We use vanilla pods from South America and the West Indies.
Vanilla pods and vanillin extracted from them are used as flavouring in cakes, ice creams and custards. Vanilla absolute, resinoid and vanillin are popular perfume ingredients and are used in aromatherapy.
To make our vanilla pod decoction, we simmer the pods in hot water. Then we add to our fresh, handmade cosmetics.
Vanilla pods are made up of sugars, vanillin, fats and mineral salts. The sugars in vanilla act as humectants (moisture binding) when applied topically and are particularly suitable for retaining moisture on hair, skin and lips. The humectant action also forms a barrier on skin, preventing moisture loss.
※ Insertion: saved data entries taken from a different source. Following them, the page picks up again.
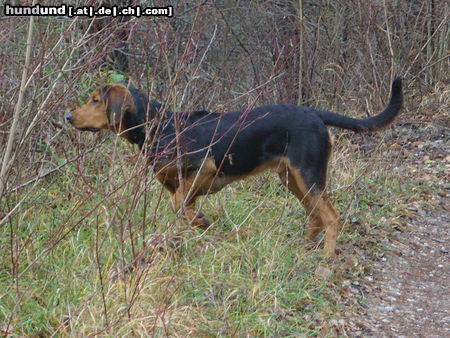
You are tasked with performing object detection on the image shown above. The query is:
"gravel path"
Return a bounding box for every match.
[357,213,449,337]
[347,115,449,337]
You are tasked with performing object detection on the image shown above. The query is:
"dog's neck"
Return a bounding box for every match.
[123,86,166,149]
[122,107,146,148]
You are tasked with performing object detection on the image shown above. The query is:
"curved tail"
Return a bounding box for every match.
[316,78,403,132]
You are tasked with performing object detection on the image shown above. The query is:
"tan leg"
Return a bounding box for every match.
[170,190,211,228]
[308,195,340,257]
[170,158,217,229]
[278,161,340,257]
[305,215,323,241]
[278,165,324,240]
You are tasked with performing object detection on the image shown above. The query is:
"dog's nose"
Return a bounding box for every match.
[66,113,73,124]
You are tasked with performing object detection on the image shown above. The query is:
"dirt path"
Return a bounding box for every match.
[351,207,449,336]
[346,111,449,337]
[359,212,449,337]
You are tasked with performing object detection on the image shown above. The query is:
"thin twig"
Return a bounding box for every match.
[9,141,105,193]
[0,0,36,197]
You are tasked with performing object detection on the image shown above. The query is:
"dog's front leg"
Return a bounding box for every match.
[169,158,217,229]
[170,189,211,229]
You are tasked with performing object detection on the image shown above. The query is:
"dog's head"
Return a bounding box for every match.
[66,83,135,134]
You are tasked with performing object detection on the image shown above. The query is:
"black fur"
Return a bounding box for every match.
[123,79,403,192]
[69,78,403,255]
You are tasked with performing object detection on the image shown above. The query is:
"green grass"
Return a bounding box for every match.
[0,139,411,336]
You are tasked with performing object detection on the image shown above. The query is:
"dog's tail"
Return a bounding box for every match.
[316,78,403,132]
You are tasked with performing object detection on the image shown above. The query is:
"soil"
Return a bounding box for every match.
[344,98,449,337]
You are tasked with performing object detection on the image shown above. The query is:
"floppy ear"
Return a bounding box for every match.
[100,84,135,128]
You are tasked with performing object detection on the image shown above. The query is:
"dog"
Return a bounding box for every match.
[67,78,403,256]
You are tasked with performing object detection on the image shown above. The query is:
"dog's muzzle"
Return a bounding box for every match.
[66,113,99,132]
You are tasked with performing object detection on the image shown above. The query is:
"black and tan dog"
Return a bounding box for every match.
[67,79,403,256]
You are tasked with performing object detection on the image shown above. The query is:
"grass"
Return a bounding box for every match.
[0,135,411,336]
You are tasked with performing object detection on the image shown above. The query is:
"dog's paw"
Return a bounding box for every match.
[191,214,212,229]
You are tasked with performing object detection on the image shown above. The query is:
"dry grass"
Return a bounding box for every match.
[0,127,411,335]
[1,1,447,335]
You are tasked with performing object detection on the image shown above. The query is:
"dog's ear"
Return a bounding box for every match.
[100,84,135,128]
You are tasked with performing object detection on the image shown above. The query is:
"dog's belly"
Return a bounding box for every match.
[197,175,238,195]
[197,157,286,196]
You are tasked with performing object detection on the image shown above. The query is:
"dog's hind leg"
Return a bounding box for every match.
[278,159,340,256]
[278,164,323,238]
[314,194,340,256]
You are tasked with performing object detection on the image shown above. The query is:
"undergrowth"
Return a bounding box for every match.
[0,134,410,336]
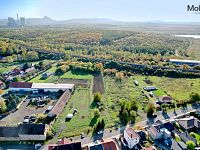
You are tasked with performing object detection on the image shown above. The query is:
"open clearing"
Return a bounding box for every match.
[93,73,105,94]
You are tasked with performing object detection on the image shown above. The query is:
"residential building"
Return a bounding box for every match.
[177,116,200,130]
[42,73,53,79]
[159,96,172,103]
[123,127,140,149]
[87,139,118,150]
[47,138,81,150]
[0,124,47,141]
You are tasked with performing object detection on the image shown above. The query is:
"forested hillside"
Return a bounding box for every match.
[0,27,192,66]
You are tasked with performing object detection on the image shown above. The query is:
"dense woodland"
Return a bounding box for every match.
[0,27,194,67]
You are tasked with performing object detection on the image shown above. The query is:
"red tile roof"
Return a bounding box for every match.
[125,127,140,139]
[159,96,172,102]
[102,140,118,150]
[9,82,33,88]
[149,126,159,135]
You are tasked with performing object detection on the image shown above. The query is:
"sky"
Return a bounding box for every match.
[0,0,200,22]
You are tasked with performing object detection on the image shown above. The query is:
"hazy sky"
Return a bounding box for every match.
[0,0,200,22]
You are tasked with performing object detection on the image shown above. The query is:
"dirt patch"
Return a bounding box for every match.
[143,79,153,85]
[58,78,90,88]
[93,74,105,94]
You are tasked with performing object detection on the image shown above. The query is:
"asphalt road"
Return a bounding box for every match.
[72,103,200,146]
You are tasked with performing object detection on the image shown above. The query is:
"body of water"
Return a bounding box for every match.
[175,35,200,39]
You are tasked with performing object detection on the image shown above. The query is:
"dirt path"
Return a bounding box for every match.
[93,73,105,94]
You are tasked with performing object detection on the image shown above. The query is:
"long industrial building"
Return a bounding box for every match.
[170,59,200,66]
[9,82,74,93]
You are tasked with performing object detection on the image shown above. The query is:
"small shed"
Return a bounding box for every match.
[66,114,73,119]
[134,81,139,86]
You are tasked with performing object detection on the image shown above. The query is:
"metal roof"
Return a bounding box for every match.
[31,83,74,90]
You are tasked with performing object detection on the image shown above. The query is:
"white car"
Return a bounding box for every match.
[47,106,53,111]
[97,130,103,135]
[23,118,29,123]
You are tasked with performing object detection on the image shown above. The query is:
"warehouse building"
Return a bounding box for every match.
[170,59,200,66]
[9,82,75,93]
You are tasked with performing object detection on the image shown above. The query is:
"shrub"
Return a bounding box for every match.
[94,92,102,103]
[186,140,196,150]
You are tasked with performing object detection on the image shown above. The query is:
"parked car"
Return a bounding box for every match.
[29,116,36,123]
[47,106,53,111]
[81,133,85,139]
[97,130,103,135]
[24,116,29,119]
[23,118,29,123]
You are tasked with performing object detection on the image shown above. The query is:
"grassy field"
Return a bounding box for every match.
[52,88,94,139]
[133,75,166,97]
[51,75,147,140]
[30,66,93,83]
[148,76,200,101]
[49,73,200,140]
[0,62,22,73]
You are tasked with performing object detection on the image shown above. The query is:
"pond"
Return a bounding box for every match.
[174,35,200,39]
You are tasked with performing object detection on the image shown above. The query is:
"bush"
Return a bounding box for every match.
[186,140,196,150]
[0,99,7,113]
[147,102,155,116]
[93,109,100,118]
[37,113,47,123]
[94,92,102,103]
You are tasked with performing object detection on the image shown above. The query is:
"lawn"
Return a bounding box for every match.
[102,76,147,125]
[0,62,22,73]
[30,66,93,83]
[148,76,200,101]
[52,88,94,139]
[51,75,147,140]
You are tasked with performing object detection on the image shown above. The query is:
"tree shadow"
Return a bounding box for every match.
[89,116,98,127]
[147,114,155,125]
[173,110,177,116]
[65,118,72,122]
[90,101,97,109]
[162,111,170,119]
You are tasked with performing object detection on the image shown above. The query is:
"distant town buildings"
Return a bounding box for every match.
[7,14,26,27]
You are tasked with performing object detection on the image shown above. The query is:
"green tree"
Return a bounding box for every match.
[130,110,136,122]
[93,109,100,118]
[94,92,102,103]
[186,140,196,150]
[0,99,7,114]
[13,77,20,82]
[26,51,39,61]
[147,102,155,116]
[190,93,200,103]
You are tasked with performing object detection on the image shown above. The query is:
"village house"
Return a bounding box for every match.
[159,96,172,104]
[123,127,141,149]
[176,116,200,130]
[42,72,53,79]
[47,138,82,150]
[86,139,118,150]
[0,124,47,141]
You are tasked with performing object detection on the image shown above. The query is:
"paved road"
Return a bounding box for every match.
[72,103,200,145]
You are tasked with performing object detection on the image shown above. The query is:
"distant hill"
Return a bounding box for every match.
[0,17,200,34]
[26,16,55,25]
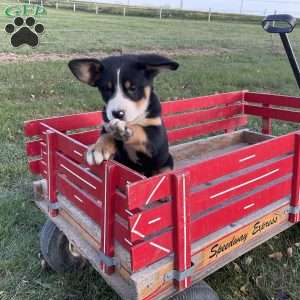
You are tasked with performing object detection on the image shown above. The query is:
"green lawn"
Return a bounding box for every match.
[1,4,300,300]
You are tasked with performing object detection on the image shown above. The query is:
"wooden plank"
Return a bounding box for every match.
[45,131,58,217]
[189,155,293,213]
[25,129,99,158]
[128,201,172,243]
[172,172,192,289]
[262,104,272,134]
[164,105,243,129]
[186,133,294,187]
[34,198,138,300]
[245,92,300,109]
[130,200,290,300]
[57,174,102,224]
[56,152,104,202]
[126,174,172,210]
[114,220,133,252]
[28,159,41,174]
[129,179,291,272]
[24,111,102,137]
[26,140,41,156]
[128,156,292,244]
[100,162,118,274]
[131,229,173,271]
[245,104,300,123]
[290,133,300,222]
[167,116,248,143]
[190,178,292,242]
[162,91,244,115]
[69,129,100,145]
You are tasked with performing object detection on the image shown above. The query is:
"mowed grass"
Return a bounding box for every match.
[1,5,300,300]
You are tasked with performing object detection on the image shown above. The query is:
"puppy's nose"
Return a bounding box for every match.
[112,110,125,120]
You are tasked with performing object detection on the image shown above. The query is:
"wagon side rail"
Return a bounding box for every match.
[162,90,248,144]
[122,131,300,295]
[24,119,145,274]
[244,92,300,134]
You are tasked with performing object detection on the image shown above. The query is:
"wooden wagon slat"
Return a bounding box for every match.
[126,174,172,210]
[190,177,292,242]
[128,201,172,243]
[130,177,291,272]
[164,104,243,129]
[26,129,100,158]
[131,229,173,272]
[114,220,131,251]
[189,155,293,213]
[127,156,293,243]
[57,174,102,224]
[167,115,248,143]
[187,133,294,187]
[245,104,300,123]
[57,152,104,202]
[245,92,300,109]
[68,129,100,145]
[24,111,102,137]
[28,159,42,174]
[162,91,245,115]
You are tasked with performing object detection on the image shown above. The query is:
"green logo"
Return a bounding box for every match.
[5,4,47,17]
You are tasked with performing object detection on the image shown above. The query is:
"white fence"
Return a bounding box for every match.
[22,0,300,20]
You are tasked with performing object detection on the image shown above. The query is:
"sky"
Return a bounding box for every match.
[85,0,300,16]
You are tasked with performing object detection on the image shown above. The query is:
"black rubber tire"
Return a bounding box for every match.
[171,281,220,300]
[40,219,86,272]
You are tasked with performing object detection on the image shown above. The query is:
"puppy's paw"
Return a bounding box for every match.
[85,143,113,166]
[105,119,132,141]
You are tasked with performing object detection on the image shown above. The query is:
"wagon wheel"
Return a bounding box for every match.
[171,281,220,300]
[40,219,87,272]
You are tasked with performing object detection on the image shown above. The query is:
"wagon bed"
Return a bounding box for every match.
[25,90,300,300]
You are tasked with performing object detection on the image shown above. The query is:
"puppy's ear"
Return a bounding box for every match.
[68,59,102,86]
[137,54,179,78]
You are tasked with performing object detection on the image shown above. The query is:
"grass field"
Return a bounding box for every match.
[1,3,300,300]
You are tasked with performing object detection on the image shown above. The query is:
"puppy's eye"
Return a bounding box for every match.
[128,85,137,93]
[102,83,113,92]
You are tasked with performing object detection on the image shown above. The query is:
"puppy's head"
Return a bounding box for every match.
[68,54,179,122]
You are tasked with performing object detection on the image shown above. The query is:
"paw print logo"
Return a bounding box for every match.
[5,16,45,48]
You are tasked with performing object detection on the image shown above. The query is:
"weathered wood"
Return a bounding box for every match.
[130,199,291,300]
[170,130,273,169]
[34,198,138,300]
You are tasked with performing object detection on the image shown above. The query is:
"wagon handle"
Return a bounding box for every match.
[262,14,296,34]
[262,14,300,89]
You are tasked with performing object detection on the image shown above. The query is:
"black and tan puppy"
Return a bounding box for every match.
[68,54,179,177]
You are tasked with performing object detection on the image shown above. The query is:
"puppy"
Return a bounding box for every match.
[68,54,179,177]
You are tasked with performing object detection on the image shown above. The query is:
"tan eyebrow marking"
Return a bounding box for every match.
[124,80,132,89]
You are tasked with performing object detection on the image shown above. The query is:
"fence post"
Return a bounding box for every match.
[160,7,163,19]
[123,6,126,17]
[73,2,76,13]
[263,9,267,16]
[56,1,58,9]
[208,8,211,22]
[172,171,192,290]
[239,0,244,14]
[46,130,59,217]
[289,133,300,223]
[96,5,98,14]
[40,0,43,6]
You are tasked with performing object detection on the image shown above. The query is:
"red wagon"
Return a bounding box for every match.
[24,14,300,300]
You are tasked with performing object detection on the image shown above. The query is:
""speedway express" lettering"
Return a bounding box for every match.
[209,215,279,259]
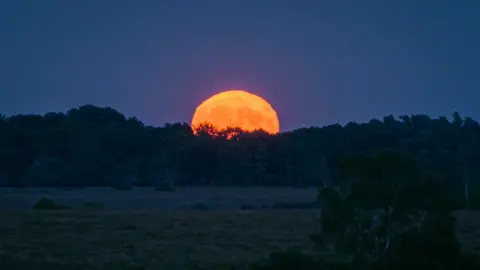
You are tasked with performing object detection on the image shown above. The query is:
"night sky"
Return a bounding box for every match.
[1,1,479,131]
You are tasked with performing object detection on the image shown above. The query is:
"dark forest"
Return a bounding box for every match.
[1,105,479,205]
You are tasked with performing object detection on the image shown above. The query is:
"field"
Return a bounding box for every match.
[0,188,479,270]
[0,187,319,211]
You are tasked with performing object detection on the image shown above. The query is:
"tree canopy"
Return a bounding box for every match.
[0,105,479,200]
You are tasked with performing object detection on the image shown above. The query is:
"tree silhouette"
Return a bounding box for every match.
[0,104,478,194]
[255,150,478,270]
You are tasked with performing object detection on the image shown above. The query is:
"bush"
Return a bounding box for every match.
[272,201,319,210]
[154,182,176,192]
[250,249,319,270]
[33,197,70,210]
[109,183,133,191]
[458,252,480,270]
[83,201,105,210]
[240,204,257,211]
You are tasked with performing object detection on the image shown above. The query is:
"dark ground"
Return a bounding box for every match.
[0,188,479,270]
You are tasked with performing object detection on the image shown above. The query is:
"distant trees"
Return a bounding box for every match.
[0,105,479,197]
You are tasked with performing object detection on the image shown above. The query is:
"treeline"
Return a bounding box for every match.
[0,105,479,192]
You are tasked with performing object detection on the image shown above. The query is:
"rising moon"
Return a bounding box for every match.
[191,90,280,134]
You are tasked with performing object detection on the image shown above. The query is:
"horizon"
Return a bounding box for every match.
[1,103,475,132]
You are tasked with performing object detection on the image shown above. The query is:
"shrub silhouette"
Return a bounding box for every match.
[83,201,105,210]
[109,183,133,191]
[154,182,176,192]
[33,197,69,210]
[251,249,318,270]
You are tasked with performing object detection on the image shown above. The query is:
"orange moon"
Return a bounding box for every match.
[191,90,280,134]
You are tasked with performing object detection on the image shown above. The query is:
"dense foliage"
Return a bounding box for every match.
[252,150,480,270]
[0,105,479,199]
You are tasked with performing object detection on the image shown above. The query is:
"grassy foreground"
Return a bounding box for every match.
[0,210,479,270]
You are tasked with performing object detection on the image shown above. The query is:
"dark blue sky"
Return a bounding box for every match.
[1,1,479,131]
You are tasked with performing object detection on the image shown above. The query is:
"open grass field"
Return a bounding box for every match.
[0,210,320,270]
[0,187,319,211]
[0,188,480,269]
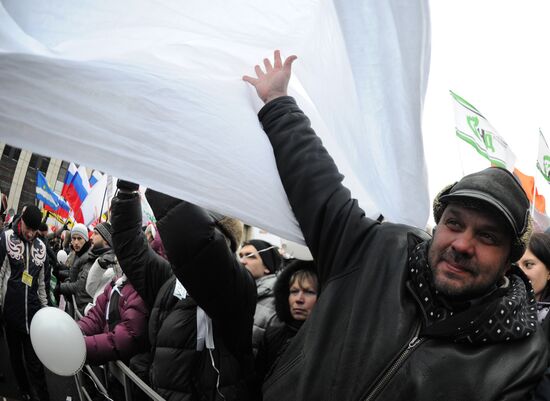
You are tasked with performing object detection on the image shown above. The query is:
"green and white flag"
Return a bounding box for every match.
[537,130,550,183]
[451,91,515,170]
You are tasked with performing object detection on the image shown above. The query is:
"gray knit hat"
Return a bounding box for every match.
[94,222,113,246]
[71,223,89,241]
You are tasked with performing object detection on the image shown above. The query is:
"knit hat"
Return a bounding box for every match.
[433,167,531,262]
[94,222,113,246]
[21,205,42,230]
[245,239,283,274]
[71,223,89,241]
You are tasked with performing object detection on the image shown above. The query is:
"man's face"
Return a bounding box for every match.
[239,245,270,279]
[71,234,86,252]
[428,203,512,301]
[91,230,106,249]
[20,219,38,242]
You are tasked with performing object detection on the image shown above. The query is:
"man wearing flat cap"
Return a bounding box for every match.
[0,205,50,401]
[243,51,548,400]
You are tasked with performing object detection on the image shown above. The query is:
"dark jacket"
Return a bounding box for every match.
[111,191,256,401]
[37,234,55,305]
[256,261,316,381]
[78,276,148,365]
[0,218,48,333]
[252,274,277,355]
[259,96,548,401]
[61,244,106,315]
[530,294,550,400]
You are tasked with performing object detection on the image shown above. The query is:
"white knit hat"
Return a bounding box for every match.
[71,223,89,241]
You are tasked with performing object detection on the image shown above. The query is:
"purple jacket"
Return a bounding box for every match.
[78,278,149,365]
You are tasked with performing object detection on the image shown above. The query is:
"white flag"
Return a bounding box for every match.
[451,91,515,171]
[537,130,550,183]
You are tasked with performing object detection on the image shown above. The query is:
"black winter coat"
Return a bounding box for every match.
[259,97,548,401]
[256,260,316,382]
[0,219,48,333]
[111,191,256,401]
[61,244,105,315]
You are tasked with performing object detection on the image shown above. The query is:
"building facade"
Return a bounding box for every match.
[0,142,68,215]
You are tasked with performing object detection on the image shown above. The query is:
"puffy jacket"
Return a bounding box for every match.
[78,277,149,365]
[61,245,107,315]
[84,249,117,315]
[0,219,48,333]
[252,274,276,354]
[111,191,256,401]
[259,97,548,401]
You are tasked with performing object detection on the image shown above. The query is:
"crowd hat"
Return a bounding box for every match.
[71,223,89,241]
[433,167,530,262]
[245,239,283,274]
[21,205,42,230]
[94,222,113,246]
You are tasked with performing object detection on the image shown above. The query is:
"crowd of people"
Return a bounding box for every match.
[0,51,550,401]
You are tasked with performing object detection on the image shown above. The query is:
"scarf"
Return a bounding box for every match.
[408,241,537,344]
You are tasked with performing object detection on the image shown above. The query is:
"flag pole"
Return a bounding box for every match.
[98,175,109,223]
[531,181,537,217]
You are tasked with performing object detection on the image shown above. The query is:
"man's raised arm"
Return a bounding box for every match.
[243,51,379,283]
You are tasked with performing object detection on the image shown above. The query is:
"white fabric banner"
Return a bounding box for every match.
[0,0,430,242]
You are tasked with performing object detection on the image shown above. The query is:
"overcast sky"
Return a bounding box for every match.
[423,1,550,207]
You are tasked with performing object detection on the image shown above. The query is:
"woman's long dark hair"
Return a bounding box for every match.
[528,232,550,302]
[528,233,550,269]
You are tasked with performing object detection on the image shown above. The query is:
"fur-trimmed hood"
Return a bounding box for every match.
[273,260,318,325]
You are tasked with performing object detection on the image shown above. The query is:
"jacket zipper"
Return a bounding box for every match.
[25,241,29,334]
[364,323,425,401]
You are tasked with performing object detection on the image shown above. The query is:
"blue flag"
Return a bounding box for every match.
[36,171,59,209]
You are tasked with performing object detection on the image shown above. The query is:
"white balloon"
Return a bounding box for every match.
[30,307,86,376]
[57,249,68,264]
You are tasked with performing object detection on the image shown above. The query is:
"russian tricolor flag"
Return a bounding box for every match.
[89,170,103,187]
[61,162,90,223]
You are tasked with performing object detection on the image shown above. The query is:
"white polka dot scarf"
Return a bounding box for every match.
[408,241,538,344]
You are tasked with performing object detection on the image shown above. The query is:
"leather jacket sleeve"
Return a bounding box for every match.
[258,96,379,284]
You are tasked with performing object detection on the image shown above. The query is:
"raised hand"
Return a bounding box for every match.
[243,50,297,104]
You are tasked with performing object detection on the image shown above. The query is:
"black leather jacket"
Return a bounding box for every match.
[259,96,548,401]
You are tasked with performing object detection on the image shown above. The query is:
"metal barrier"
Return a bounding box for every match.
[69,295,165,401]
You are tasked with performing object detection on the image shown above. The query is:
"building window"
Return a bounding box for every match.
[2,145,21,162]
[29,154,51,175]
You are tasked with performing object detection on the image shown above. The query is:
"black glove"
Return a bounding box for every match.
[117,179,140,193]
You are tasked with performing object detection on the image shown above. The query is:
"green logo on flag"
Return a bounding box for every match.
[537,155,550,182]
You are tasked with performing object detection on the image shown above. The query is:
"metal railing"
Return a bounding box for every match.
[70,295,165,401]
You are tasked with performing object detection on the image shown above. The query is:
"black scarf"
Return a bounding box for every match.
[408,241,538,344]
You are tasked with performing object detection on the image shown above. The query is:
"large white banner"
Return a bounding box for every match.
[0,0,430,242]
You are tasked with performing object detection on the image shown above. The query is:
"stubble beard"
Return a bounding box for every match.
[428,246,502,302]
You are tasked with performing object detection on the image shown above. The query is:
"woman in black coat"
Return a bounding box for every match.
[256,260,319,383]
[519,232,550,400]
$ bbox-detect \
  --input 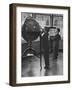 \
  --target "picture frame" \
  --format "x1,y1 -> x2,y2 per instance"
9,3 -> 70,86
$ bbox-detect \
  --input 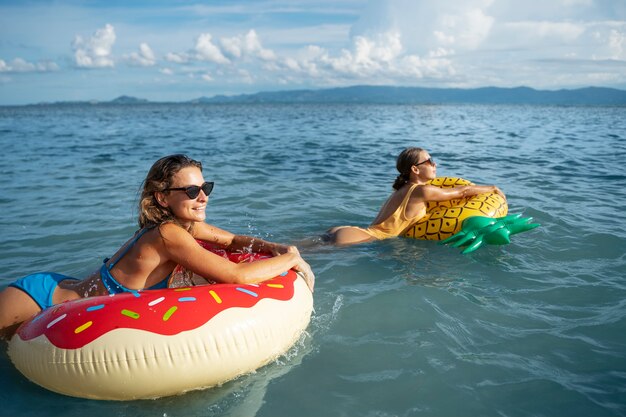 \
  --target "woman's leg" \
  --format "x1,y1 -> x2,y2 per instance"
0,286 -> 41,339
325,226 -> 377,246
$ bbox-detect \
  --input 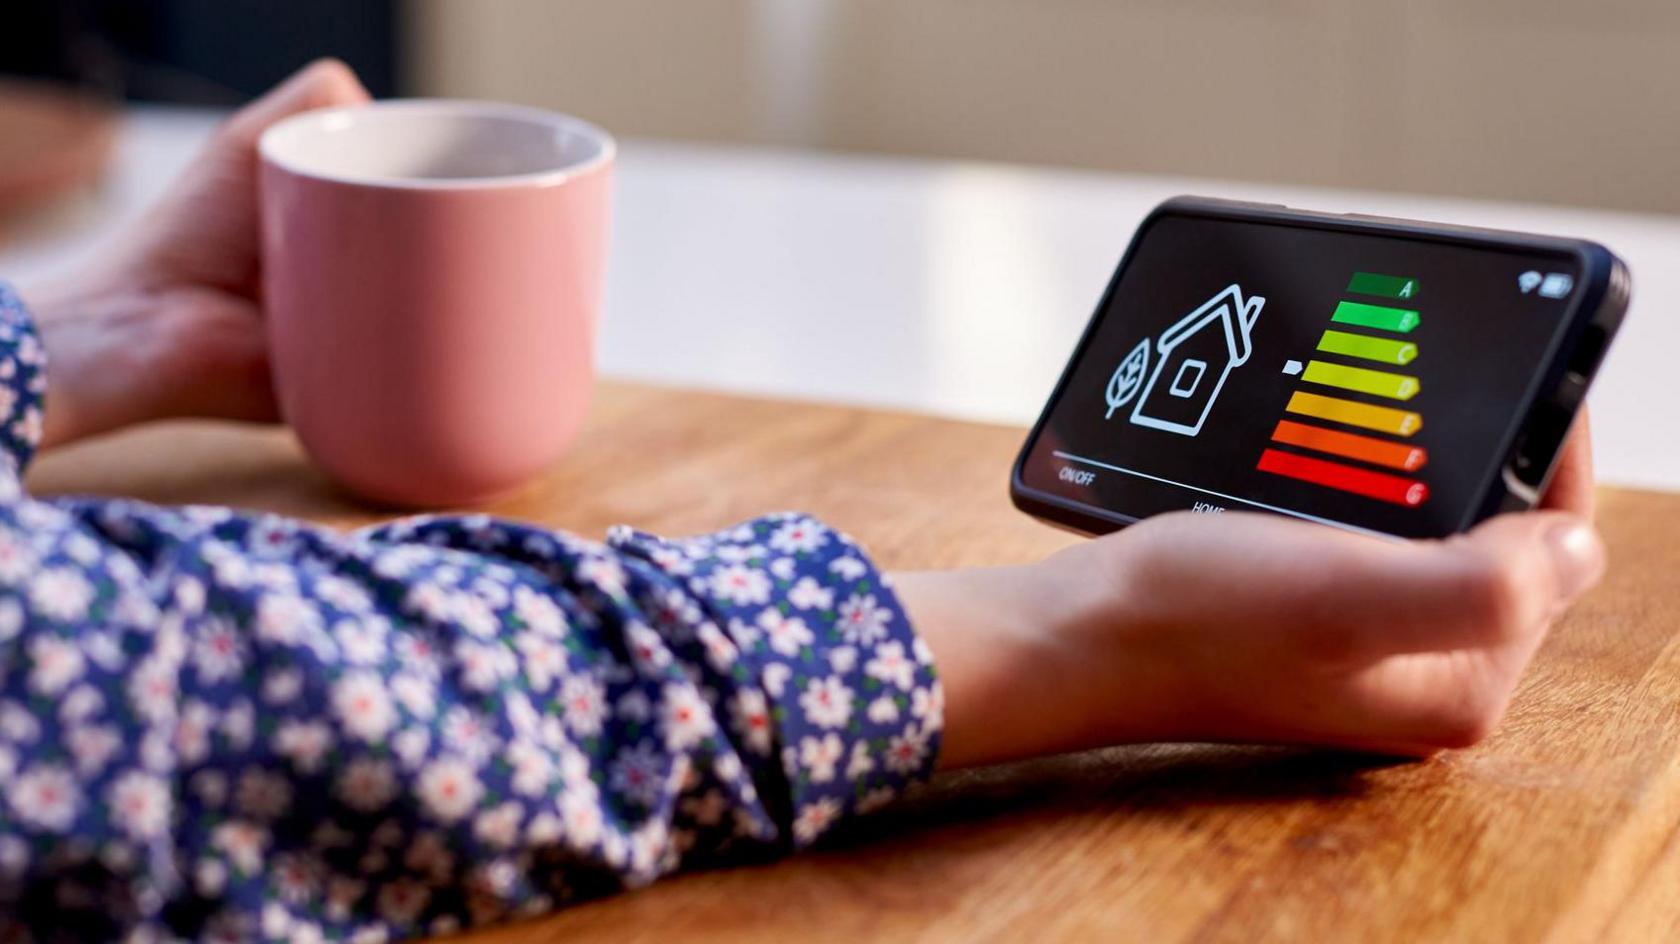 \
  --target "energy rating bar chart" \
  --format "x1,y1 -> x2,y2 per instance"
1346,271 -> 1419,299
1270,419 -> 1427,471
1317,329 -> 1416,365
1258,449 -> 1430,507
1331,300 -> 1420,333
1259,271 -> 1431,507
1286,391 -> 1422,436
1301,360 -> 1420,400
Vanillin is the main source of the characteristic vanilla scent and it has also been shown to have some antioxidant properties.
Vanilla pod decoction adds a soft, natural vanilla fragrance and the pod’s treatment properties to our products. We have used vanilla in several ways – it’s found in our facial and body creams, lip balm, buttercreams, smoothie shower soaps, and hair conditioners.
We also like adding vanilla to our product perfumes and fine fragrances.
Our Pied De Pepper foot lotion contains vanilla pod decoction as a sweet smelling and humectant ingredient that is the water content of this spicy foot treatment.